Acoustic Impedance Prediction Using an Attention-Based Dual-Branch Double-Inversion Network

TL;DR

This paper introduces ADDIN-I, an attention-based dual-branch deep learning network that improves seismic impedance inversion accuracy and resolution by effectively capturing high-frequency signals and adapting to wavelet uncertainties.

Contribution

The paper presents a novel dual-branch architecture with attention mechanisms and wavelet adaptation for enhanced seismic impedance inversion.

Findings

Outperforms traditional methods on synthetic data

Achieves high-resolution impedance predictions on real data

Effectively captures weak high-frequency signals

Abstract

Seismic impedance inversion is a widely used technique for reservoir characterization. Accurate, high-resolution seismic impedance data form the foundation for subsequent reservoir interpretation. Deep learning methods have demonstrated significant potential in seismic impedance inversion. Traditional single semi-supervised networks, which directly input original seismic logging data, struggle to capture high-frequency weak signals. This limitation leads to low-resolution inversion results with inadequate accuracy and stability. Moreover, seismic wavelet uncertainty further constrains the application of these methods to real seismic data. To address these challenges, we propose ADDIN-I: an Attention-based Dual-branch Double-Inversion Network for Impedance prediction.
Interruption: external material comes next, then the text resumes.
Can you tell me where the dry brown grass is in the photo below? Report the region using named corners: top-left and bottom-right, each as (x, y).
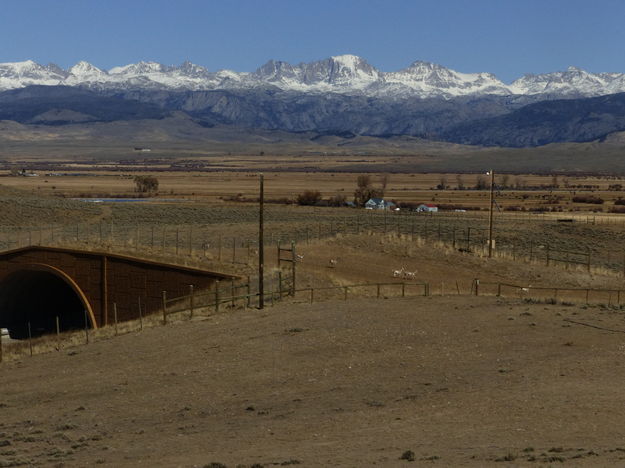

ADDIN-I's dual-branch architecture overcomes the limitations of single-branch semi-supervised networks and improves the extraction of high-frequency weak signal features in sequence modeling. The network incorporates an attention mechanism to further enhance its feature extraction capabilities. To adapt the method for real seismic data applications, a deep learning forward operator is employed to fit the wavelet adaptively. ADDIN-I demonstrates excellent performance in both synthetic and real data applications.